3) We will also start to see more VoIP specific attacks, particularly aimed at the enterprise. There is more scrutiny of VoIP systems and attackers will find more issues that are unique to VoIP and the systems that enable it.

4) Attackers will also be developing more tools to exploit these issues. Even now, there are plenty of tools out there, but you can expect to see more tools and extensions to the tools currently available.

5) Denial of Service (DoS) will continue to be the most significant threat to VoIP systems. Many VoIP systems are very vulnerable to fuzzing and flood based attacks, including simple transport and application layer attacks.
6) You can expect enterprises to start deploying the Session Initiation Protocol (SIP) for handsets as well as connectivity to the public network.
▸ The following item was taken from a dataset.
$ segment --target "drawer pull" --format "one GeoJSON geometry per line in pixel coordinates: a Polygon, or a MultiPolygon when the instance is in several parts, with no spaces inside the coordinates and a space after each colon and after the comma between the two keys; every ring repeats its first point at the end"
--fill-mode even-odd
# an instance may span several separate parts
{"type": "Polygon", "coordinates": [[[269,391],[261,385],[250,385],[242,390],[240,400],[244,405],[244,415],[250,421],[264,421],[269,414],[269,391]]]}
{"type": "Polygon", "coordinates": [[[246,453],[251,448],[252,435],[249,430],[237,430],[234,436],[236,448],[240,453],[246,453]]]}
The move to SIP will affect security, because there is a long list of SIP attack tools available for use.

7) Even with the move to SIP, proprietary protocols will continue to dominate VoIP for several years. You will start to see new attack tools that target these protocols as well, especially for vendors with wide deployment (Cisco, Avaya, Nortel, Siemens, etc.).
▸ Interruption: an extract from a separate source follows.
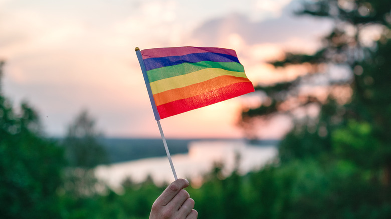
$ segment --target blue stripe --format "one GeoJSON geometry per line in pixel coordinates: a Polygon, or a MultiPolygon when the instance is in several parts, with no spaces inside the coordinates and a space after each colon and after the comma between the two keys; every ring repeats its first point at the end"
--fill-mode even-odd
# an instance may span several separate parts
{"type": "Polygon", "coordinates": [[[186,56],[150,58],[144,60],[147,72],[168,66],[177,66],[183,63],[197,63],[209,61],[216,62],[238,62],[238,58],[232,56],[212,52],[189,54],[186,56]]]}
8) Social threats such as voice phishing and voice SPAM will start to emerge. They will not be common, but their threat level will grow with the increasing adoption of VoIP. Social engineering attacks could start to become disruptive in late 2007.

9) Although vendors will increase their offerings for conversation encryption, it will not be widely employed by enterprises.

10) VoIP deployment has the potential to affect traditional networks. Attacks like DoS, SPIT, and toll fraud may “spill” over and affect legacy systems.”